6 GENNAIO 2022 – Gli avvocati di Sulmona si riuniranno nei prossimi giorni per decidere cosa fare. Quelli di Avezzano hanno già deciso: astensione dalle udienze per tre mesi.

Sembrerebbe un’azione per agevolare la chiusura del tribunale marsicano, cioè per coniugare la data del 13 settembre prossimo (quando scadrà la proroga attualmente in atto) e, per così dire, anticiparla.
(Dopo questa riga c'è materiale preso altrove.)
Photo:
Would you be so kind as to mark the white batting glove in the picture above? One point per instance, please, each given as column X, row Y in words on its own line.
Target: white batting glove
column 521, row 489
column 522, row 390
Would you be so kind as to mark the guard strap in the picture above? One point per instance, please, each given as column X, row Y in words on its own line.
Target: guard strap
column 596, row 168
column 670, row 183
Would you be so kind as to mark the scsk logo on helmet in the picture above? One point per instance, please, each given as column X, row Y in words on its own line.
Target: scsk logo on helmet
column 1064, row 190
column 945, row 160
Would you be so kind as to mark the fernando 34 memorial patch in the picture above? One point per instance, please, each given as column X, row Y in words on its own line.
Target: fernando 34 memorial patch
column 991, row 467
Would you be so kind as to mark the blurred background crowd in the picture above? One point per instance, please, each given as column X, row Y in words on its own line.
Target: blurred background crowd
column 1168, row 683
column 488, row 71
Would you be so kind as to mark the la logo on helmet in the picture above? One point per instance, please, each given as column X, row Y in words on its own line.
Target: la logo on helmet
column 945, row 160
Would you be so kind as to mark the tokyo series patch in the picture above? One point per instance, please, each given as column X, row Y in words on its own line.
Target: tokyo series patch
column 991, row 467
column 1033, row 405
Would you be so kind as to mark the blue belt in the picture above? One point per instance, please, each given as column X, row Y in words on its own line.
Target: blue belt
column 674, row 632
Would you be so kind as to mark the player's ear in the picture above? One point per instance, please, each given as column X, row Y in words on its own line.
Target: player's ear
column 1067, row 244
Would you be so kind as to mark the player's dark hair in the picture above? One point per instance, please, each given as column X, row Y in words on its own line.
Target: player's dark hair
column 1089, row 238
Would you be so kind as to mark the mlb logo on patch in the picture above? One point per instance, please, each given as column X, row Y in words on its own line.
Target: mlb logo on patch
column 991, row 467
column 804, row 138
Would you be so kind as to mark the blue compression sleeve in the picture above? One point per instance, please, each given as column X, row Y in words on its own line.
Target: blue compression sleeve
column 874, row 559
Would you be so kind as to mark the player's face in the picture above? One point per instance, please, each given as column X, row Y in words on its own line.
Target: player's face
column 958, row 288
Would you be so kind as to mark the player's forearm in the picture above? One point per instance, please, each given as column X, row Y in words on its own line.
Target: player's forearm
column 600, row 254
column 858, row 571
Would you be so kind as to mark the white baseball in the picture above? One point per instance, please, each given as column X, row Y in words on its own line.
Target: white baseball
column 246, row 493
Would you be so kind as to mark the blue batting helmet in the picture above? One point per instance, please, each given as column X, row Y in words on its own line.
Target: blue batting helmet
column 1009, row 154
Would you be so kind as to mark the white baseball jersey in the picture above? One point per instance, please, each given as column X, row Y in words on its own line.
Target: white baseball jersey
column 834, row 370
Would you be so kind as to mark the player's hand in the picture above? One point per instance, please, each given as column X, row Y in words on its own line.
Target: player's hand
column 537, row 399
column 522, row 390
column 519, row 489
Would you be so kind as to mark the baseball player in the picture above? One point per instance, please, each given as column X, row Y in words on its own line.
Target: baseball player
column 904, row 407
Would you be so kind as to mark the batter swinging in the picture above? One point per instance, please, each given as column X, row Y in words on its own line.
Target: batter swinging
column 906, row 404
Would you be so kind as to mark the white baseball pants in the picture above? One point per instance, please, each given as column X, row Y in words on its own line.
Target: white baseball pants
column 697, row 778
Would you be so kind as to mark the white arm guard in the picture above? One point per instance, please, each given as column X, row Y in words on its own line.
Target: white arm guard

E invece, stando alle proclamazioni, dovrebbe essere una protesta; contro chi, è tutto da accertare. Sicuramente contro l’utenza; sicuramente a favore dei tecnici che dovranno apprestare gli atti esecutivi della soppressione. Dare una mano al boia è patologia grave. Ma i connotati di questa battaglia, proprio in quanto disperata nei modi nei quali viene articolata, transitano adesso dalla tragedia all’avanspettacolo, perchè lo sciopero di questa categoria che non può scioperare concettualmente, sarà attuato per una quindicina di giorni, termine massimo fissato dalla normativa sui servizi pubblici: poi i legali dovranno dare un altro preavviso di almeno otto giorni e, quindi, per otto giorni partecipare alle udienze. La prima cosa che faranno i clienti è chiedere se le loro cause capiteranno nell’intervallo del preavviso (e quindi si dovranno celebrare) oppure se cadranno sotto la mannaia dell’astensione (e quindi saranno rinviate, a meno che non rivestiranno i caratteri dell’urgenza). Quale effetto possa avere questa forma di protesta quando si conoscerà nei corridoi del ministero di Giustizia è tutto da vedere; per ora è scontato che l’utenza tirerà un sospiro di sollievo quando i tribunali di Avezzano e Sulmona saranno trasferiti a L’Aquila e quelli di Lanciano e Vasto a Chieti.